The collapse of Iraq raises the specter of mass migration and violence of the sort that accompanied the birth of India and Pakistan. It is a real danger, but the current situation has already driven thousands of people from their homes; hundreds more have been killed. Some historians argue that Iraq was never really a country anyway, more a colonial confection like British India, and we are now seeing the inevitable consequence.
The Rest Is History
In the early 20th century, tribes were paramount in the vast Arabian deserts. The arbitrary carve-up of Arabia began with the Sykes Picot agreement in 1916, with the French taking the mandate to govern Syria and Lebanon, and the British what was then Palestine and Iraq. In 1919 the League of Nations rubber-stamped French and British administration of vast areas of what had been the Ottoman Empire.
Iraq’s borders were created at a conference in Cairo in 1921, largely thanks to Winston Churchill and T E Lawrence (aka Lawrence of Arabia), who were among about 40 British officials gathered at the Semiramis Palace on the Nile. They effectively invented Iraq, setting up Faisal bin Hussein as the king of a new country. Faisal was a Sunni and a Hashemite who wasn’t even from Iraq. British policy was to promote the interests of the Sunni and other minorities as a counter-balance to the Shia majority — and expel troublesome Shia clergy, all tools that Saddam Hussein would find useful a half-century later.
Against the advice of several experts, the new Iraq included the Kurdish-dominated province of Mosul, as a buffer against both Turkey and Russia (soon to become the Soviet Union.) One of the senior advisers at the Cairo Conference was Gertrude Bell, an indomitable traveler who knew many of the region’s tribal sheikhs.
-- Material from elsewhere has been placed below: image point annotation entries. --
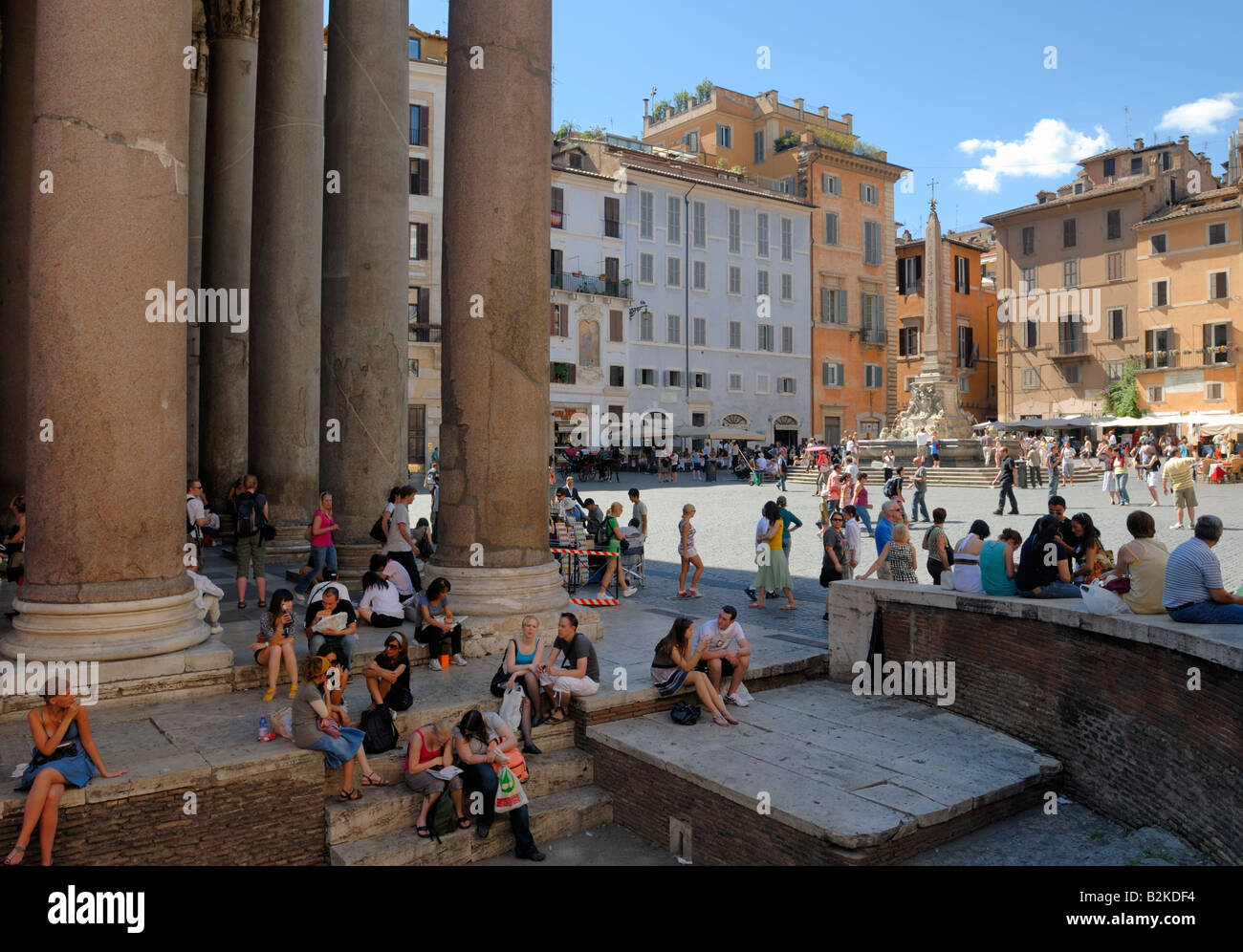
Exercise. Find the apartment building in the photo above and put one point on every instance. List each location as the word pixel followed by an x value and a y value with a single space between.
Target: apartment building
pixel 818 158
pixel 1067 276
pixel 973 307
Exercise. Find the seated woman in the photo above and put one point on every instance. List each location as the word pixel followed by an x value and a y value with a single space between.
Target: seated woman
pixel 483 744
pixel 521 662
pixel 317 727
pixel 674 663
pixel 430 632
pixel 431 752
pixel 1144 562
pixel 63 756
pixel 381 605
pixel 388 675
pixel 997 563
pixel 277 629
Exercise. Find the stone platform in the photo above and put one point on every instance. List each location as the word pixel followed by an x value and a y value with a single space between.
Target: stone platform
pixel 815 776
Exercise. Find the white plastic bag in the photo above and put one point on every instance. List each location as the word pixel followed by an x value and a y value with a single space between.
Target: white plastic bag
pixel 511 706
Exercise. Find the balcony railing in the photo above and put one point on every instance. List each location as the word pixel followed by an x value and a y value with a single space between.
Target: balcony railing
pixel 424 334
pixel 589 284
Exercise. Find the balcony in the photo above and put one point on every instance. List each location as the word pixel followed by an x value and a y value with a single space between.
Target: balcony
pixel 580 284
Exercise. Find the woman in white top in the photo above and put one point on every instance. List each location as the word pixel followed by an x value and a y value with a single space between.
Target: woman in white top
pixel 966 559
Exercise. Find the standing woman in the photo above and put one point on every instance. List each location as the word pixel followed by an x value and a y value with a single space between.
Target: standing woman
pixel 63 756
pixel 687 553
pixel 774 572
pixel 323 553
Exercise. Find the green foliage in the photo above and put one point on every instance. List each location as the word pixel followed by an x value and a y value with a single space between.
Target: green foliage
pixel 1122 398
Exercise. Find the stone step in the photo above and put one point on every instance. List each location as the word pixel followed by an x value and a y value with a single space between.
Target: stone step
pixel 384 810
pixel 552 816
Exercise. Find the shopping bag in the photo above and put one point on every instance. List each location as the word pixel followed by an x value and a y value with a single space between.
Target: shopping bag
pixel 510 794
Bell — and many since — underestimated the power of the Shia clergy. And she over-estimated the power of British rule. She told Jafar al Askari, who would become Prime Minister of the young Iraq, that “complete independence is what we ultimately wish to give.”
“My lady,” al Askari replied, “complete independence is never given; it is always taken” — words that may have a new resonance in Iraq today.